Liquidity Services, Inc. (NASDAQ: LQDT; www.liquidityservicesinc.com) today reported its financial results for its second quarter of fiscal year 2012 (Q2-12) ended March 31, 2012. Liquidity Services, Inc. provides business and government clients and buying customers transparent, innovative and effective online marketplaces and integrated services for surplus assets.
Liquidity Services, Inc. (LSI or the Company) reported consolidated Q2-12 record revenue of $125.7 million, an increase of approximately 41% from the prior year’s comparable period. Adjusted EBITDA, which excludes stock based compensation and acquisition costs (including changes in earn out estimates), for Q2-12 was a record $30.9 million, an increase of approximately 120% from the prior year’s comparable period. Q2-12 GMV, the total sales volume of all merchandise sold through the Company’s marketplaces, was a record $218.4 million, an increase of approximately 59% from the prior year’s comparable period. Fiscal 2012 results include the operations of Jacobs Trading, which the Company acquired on October 1, 2011.
Net income in Q2-12 was $18.8 million or $0.57 diluted earnings per share. Adjusted net income, which excludes stock based compensation, acquisition costs (including changes in earn out estimates) and amortization of contract-related intangible assets associated with the Jacobs Trading acquisition – net of tax, in Q2-12 was a record $17.2 million or a record $0.52 diluted earnings per share based on 32.8 million fully diluted shares outstanding, increases of approximately 176% and 136%, respectively, from the prior year’s comparable period.

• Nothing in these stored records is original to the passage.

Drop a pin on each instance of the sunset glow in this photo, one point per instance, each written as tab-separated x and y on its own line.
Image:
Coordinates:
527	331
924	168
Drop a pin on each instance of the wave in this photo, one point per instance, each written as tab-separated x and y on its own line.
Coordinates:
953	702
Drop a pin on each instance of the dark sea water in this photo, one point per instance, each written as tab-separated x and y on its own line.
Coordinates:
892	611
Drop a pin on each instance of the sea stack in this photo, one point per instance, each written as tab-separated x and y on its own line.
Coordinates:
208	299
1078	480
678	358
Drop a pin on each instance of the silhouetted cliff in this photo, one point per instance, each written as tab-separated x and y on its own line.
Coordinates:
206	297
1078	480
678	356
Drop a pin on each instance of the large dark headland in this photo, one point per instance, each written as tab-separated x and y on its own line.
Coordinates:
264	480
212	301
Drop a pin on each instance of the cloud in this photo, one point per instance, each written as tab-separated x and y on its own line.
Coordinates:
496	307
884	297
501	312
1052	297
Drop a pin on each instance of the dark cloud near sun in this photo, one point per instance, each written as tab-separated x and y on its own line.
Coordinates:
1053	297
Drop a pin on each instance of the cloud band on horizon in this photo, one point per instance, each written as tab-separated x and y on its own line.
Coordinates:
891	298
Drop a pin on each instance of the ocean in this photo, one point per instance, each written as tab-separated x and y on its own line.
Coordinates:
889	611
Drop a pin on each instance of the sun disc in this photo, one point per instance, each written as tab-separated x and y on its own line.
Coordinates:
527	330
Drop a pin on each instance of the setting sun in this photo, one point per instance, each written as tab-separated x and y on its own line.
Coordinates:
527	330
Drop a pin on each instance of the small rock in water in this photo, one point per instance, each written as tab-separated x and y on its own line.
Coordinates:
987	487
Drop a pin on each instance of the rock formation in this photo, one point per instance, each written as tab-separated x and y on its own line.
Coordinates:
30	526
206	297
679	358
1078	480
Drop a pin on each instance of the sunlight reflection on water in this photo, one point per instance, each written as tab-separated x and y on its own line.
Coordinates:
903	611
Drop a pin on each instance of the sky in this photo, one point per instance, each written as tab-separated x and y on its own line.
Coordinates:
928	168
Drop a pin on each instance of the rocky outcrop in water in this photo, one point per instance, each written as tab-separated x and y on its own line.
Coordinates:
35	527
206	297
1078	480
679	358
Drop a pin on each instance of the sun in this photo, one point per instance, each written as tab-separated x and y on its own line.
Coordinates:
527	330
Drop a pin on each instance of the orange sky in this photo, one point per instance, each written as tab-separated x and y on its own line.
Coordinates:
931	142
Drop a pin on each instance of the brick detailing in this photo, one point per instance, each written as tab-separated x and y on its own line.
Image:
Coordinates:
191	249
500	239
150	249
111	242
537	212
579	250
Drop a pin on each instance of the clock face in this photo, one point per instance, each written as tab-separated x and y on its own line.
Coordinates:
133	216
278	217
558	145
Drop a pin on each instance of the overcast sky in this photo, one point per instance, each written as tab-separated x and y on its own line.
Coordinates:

LSI has a $7.0 million credit, or income, in the Acquisition Costs line item of its Statement of Operations, as a result of reducing the estimate of the fair value of the earn out of its TruckCenter.com acquisition from $7.0 million (recorded at the acquisition), to zero as of March 31, 2012. Upon review of the estimate as of March 31, 2012, LSI determined that the operating results of TruckCenter.com are unlikely to achieve the $7.0 million earn out payment based on the last 11 months of operating history and estimates for the next 13 months. Therefore, based upon revised projections, the Company reversed the earn out liability. The change in estimate does not affect the Company’s effective income tax rate.